US FDIC sued 16 world largest banks for manipulating LIBOR rates
The US regulator, Federal Deposit Insurance Corporation (FDIC) filed a law-suit on 16 world’s largest banks, as these global financial institutions are accuse of conspiring to manipulate the LIBOR interest rate.
The US regulator stated that the manipulation caused substantial losses to 38 US banks that were shut down due to insolvency during and after the 2008 financial crisis.
- These global financial institutions broke certain swap contracts and separately planed to rig the LIBOR rate to which the contracts were signed.

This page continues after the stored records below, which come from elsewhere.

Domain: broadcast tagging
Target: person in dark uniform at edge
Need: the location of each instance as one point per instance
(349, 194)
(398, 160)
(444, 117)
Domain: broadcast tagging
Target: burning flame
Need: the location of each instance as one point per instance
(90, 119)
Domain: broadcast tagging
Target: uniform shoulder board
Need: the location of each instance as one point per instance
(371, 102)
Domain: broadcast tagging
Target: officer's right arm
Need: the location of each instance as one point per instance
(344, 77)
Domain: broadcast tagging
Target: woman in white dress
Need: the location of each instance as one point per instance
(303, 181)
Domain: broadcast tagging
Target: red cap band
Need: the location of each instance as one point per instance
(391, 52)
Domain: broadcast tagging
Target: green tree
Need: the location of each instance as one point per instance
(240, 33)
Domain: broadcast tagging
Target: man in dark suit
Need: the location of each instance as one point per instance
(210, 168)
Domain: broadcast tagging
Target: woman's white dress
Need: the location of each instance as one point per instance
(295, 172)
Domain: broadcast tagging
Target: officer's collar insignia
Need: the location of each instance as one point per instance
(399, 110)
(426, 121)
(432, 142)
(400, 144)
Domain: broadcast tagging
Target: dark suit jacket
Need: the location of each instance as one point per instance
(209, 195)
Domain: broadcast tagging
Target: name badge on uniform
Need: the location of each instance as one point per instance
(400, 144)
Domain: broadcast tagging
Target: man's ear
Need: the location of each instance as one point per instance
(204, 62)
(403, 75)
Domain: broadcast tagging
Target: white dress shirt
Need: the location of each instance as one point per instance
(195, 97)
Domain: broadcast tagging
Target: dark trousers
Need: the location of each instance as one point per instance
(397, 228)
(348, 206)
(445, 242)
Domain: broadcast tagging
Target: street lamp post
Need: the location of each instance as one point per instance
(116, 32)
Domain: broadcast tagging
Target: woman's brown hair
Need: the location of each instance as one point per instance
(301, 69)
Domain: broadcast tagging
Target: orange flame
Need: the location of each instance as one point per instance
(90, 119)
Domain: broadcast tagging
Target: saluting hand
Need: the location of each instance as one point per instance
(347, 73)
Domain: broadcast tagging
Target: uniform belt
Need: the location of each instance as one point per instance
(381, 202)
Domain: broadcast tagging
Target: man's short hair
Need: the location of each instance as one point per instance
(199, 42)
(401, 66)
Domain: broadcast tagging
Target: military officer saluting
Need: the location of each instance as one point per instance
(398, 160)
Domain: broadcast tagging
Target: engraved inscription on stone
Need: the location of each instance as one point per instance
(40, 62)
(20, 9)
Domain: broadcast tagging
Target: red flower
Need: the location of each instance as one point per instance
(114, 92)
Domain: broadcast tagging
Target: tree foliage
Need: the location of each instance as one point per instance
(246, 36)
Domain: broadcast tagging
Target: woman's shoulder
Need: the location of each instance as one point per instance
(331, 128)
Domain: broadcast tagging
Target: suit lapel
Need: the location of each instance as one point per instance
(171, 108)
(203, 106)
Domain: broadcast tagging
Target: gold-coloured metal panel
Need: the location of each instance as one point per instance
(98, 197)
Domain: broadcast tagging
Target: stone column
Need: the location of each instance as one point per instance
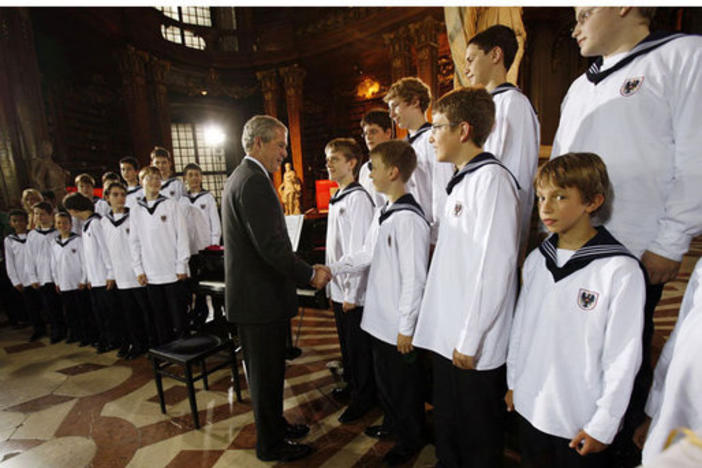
(133, 66)
(161, 111)
(425, 36)
(293, 77)
(271, 91)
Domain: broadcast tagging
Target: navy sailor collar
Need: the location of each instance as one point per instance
(45, 232)
(193, 198)
(424, 128)
(90, 219)
(405, 203)
(144, 202)
(602, 245)
(504, 87)
(649, 43)
(483, 159)
(117, 223)
(17, 238)
(64, 243)
(352, 187)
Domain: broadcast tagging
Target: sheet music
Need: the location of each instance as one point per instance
(294, 225)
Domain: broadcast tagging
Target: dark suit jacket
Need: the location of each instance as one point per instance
(261, 270)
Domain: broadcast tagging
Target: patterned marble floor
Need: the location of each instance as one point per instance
(65, 406)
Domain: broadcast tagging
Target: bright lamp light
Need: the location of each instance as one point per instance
(214, 136)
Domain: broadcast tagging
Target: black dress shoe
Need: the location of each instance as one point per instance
(353, 413)
(287, 451)
(124, 350)
(296, 431)
(378, 432)
(399, 455)
(37, 334)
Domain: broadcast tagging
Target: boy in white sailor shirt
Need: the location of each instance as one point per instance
(397, 251)
(171, 186)
(637, 106)
(377, 128)
(575, 345)
(468, 301)
(408, 100)
(16, 260)
(515, 138)
(158, 242)
(350, 214)
(39, 241)
(98, 267)
(129, 168)
(132, 296)
(674, 400)
(69, 276)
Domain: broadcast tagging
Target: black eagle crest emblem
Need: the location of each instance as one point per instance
(587, 300)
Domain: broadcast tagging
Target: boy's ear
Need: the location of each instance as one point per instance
(597, 201)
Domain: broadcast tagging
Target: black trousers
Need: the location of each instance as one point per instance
(76, 314)
(399, 380)
(109, 325)
(53, 309)
(264, 355)
(32, 307)
(624, 452)
(135, 311)
(541, 450)
(356, 355)
(168, 309)
(469, 415)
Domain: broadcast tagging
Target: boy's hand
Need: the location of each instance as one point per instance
(463, 361)
(660, 269)
(509, 400)
(641, 433)
(404, 343)
(583, 443)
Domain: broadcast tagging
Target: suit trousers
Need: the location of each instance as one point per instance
(469, 415)
(541, 450)
(358, 362)
(399, 380)
(264, 355)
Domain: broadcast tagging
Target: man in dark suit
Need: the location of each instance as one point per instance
(261, 274)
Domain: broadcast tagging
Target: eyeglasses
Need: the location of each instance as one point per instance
(436, 127)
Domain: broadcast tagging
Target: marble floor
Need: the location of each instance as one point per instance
(65, 406)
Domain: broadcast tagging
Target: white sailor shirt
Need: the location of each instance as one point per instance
(428, 181)
(575, 346)
(640, 113)
(116, 228)
(39, 243)
(514, 140)
(16, 259)
(471, 287)
(173, 188)
(674, 400)
(397, 250)
(364, 179)
(158, 240)
(350, 215)
(67, 270)
(204, 227)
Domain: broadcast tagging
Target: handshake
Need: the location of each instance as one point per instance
(322, 276)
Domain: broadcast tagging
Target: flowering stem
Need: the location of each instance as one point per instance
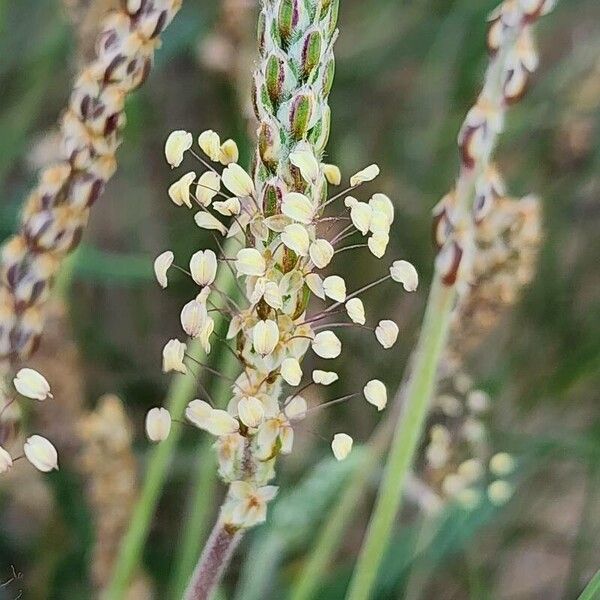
(406, 438)
(216, 556)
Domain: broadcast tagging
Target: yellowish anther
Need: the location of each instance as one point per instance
(404, 272)
(31, 384)
(158, 424)
(173, 354)
(376, 394)
(177, 144)
(41, 453)
(210, 144)
(179, 192)
(341, 445)
(367, 174)
(228, 152)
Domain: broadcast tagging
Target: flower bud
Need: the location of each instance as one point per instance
(376, 394)
(31, 384)
(173, 354)
(5, 460)
(335, 288)
(237, 181)
(356, 310)
(179, 191)
(291, 371)
(298, 207)
(250, 261)
(405, 273)
(210, 144)
(295, 237)
(203, 267)
(321, 252)
(208, 186)
(386, 333)
(176, 145)
(251, 411)
(326, 345)
(265, 336)
(158, 424)
(341, 445)
(41, 453)
(367, 174)
(324, 377)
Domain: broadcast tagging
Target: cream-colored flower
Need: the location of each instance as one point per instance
(298, 207)
(179, 191)
(405, 273)
(291, 371)
(228, 152)
(324, 377)
(251, 411)
(193, 318)
(162, 263)
(296, 238)
(177, 144)
(246, 505)
(216, 421)
(250, 261)
(205, 220)
(158, 424)
(307, 163)
(335, 288)
(265, 336)
(5, 460)
(210, 144)
(326, 345)
(376, 394)
(229, 207)
(332, 173)
(356, 310)
(378, 244)
(203, 267)
(41, 453)
(31, 384)
(315, 285)
(367, 174)
(173, 354)
(361, 214)
(237, 181)
(386, 333)
(296, 408)
(321, 252)
(208, 186)
(341, 445)
(272, 295)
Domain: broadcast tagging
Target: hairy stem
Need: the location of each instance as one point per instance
(216, 556)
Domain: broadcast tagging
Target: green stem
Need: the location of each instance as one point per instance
(180, 393)
(406, 438)
(195, 528)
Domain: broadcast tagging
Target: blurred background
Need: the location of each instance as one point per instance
(406, 74)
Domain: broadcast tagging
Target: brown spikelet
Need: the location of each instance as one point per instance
(109, 466)
(57, 210)
(507, 245)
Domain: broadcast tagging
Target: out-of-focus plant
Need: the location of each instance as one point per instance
(513, 59)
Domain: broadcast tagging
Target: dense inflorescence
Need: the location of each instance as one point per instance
(279, 215)
(57, 211)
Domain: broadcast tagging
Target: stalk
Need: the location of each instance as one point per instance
(513, 59)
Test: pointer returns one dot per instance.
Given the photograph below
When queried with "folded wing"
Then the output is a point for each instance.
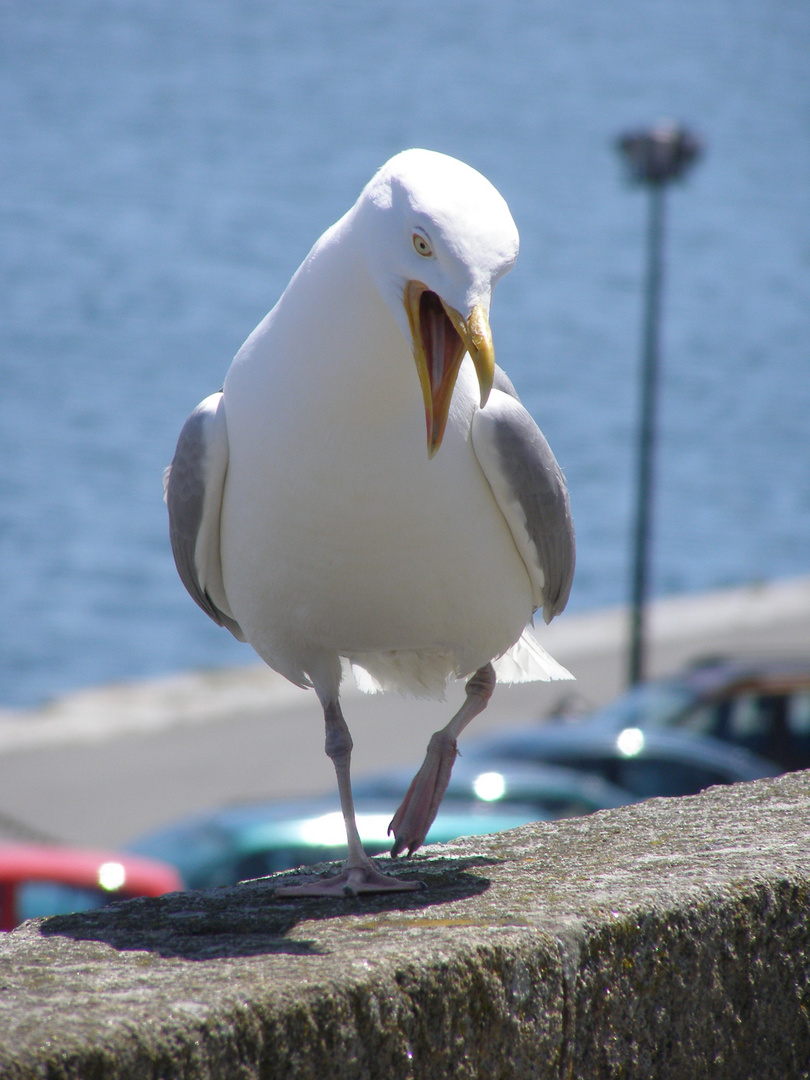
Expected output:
(193, 487)
(530, 491)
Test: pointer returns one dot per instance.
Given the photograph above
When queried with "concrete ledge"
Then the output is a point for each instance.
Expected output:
(670, 939)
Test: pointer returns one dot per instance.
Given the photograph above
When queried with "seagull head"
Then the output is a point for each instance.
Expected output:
(441, 237)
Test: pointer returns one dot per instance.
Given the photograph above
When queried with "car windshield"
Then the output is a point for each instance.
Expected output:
(648, 705)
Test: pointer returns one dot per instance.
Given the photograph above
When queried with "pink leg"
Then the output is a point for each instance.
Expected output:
(419, 807)
(359, 874)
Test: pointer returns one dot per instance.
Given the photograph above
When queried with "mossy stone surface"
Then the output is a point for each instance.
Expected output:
(669, 939)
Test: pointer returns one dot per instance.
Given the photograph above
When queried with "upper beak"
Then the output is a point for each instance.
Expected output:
(441, 337)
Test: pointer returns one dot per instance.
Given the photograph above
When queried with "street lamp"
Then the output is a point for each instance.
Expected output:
(653, 158)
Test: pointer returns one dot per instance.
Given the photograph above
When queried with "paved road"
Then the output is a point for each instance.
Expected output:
(102, 766)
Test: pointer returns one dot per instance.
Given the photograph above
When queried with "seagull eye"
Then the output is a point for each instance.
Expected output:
(421, 246)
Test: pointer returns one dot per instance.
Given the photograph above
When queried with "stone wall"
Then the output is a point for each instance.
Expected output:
(666, 940)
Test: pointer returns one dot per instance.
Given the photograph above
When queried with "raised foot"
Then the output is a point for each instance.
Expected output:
(350, 882)
(419, 808)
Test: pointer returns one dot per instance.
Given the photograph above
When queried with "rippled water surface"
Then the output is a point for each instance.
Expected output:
(164, 169)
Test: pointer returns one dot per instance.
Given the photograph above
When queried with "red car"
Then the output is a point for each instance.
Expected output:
(38, 880)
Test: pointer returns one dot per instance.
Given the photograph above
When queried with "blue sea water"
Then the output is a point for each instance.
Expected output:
(165, 167)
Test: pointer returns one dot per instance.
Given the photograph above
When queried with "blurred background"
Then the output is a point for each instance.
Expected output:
(165, 167)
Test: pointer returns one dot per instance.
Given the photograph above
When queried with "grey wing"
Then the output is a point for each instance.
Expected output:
(531, 494)
(193, 486)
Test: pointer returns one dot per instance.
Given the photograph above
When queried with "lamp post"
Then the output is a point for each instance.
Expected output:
(653, 158)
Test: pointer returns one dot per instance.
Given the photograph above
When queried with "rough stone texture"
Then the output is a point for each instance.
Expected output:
(670, 939)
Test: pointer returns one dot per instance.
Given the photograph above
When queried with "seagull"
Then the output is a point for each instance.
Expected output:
(307, 517)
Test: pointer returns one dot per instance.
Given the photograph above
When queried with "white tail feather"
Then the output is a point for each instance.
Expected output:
(527, 661)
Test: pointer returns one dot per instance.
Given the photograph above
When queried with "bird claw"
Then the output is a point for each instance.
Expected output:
(419, 808)
(351, 881)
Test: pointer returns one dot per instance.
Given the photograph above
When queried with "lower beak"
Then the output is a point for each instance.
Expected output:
(441, 337)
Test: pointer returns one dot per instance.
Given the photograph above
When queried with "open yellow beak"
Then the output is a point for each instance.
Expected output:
(441, 337)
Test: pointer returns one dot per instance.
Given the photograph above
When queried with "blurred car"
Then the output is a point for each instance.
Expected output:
(38, 880)
(551, 791)
(250, 840)
(763, 706)
(644, 761)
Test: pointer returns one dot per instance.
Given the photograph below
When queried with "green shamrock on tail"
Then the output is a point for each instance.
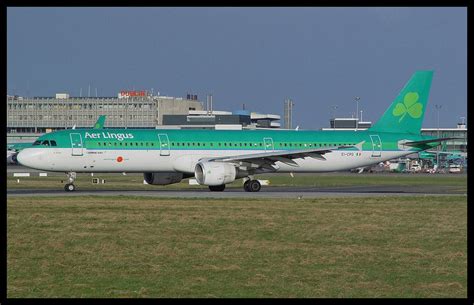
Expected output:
(409, 106)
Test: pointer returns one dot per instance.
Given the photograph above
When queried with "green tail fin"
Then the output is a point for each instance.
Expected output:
(100, 122)
(407, 111)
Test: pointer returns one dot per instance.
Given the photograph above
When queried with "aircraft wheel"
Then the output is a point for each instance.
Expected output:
(217, 188)
(246, 186)
(254, 186)
(69, 187)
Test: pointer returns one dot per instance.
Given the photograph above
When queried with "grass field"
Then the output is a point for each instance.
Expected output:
(451, 183)
(147, 247)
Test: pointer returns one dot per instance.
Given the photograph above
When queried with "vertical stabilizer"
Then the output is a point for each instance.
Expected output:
(407, 111)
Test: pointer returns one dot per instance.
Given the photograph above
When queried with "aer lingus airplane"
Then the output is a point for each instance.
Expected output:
(218, 157)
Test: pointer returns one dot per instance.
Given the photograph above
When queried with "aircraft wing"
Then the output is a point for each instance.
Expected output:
(416, 143)
(268, 159)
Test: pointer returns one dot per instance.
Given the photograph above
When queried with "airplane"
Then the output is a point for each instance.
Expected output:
(218, 157)
(14, 148)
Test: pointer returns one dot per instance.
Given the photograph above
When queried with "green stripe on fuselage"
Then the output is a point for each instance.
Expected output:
(147, 139)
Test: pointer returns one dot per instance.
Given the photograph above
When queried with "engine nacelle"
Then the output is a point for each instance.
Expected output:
(214, 173)
(11, 158)
(162, 178)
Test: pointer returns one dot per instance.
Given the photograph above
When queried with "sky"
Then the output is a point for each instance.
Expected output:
(321, 58)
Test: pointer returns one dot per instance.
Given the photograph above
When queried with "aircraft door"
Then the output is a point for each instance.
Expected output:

- Banks that have been sued in setting the daily Libor rate: Bank of America, Citigroup and JPMorgan Chase of the United States, Germany’s Deutsche Bank and WestLB, Britain’s HSBC, Barclays and Lloyds banks, Japan’s Norinchukin Bank and Bank of Tokyo—Mitsubishi, Credit Suisse and UBS of Switzerland, Royal Bank of Scotland, Royal Bank of Canada, and Rabobank of the Netherlands.
About LIBOR (London Interbank Offered Rate) interest rate
- The rate at which banks in London lend money to each other for the short-term in a particular currency. In other words, its’ an interest rate at which banks can borrow funds, in marketable size, from other banks in the London interbank market.
- World’s most widely used benchmark for short-term interest rates.
- A new Libor rate is calculated every morning by financial data firm Thomson Reuters based on interest rates provided by members of the British Bankers Association.
Note: FDIC is an independent agency created by the U.S. Congress to maintain stability and public confidence in the nation’s financial system by insuring deposits, examining and supervising financial institutions for safety and soundness and consumer protection and managing receiverships. (Headquarters:Washington, D.C.).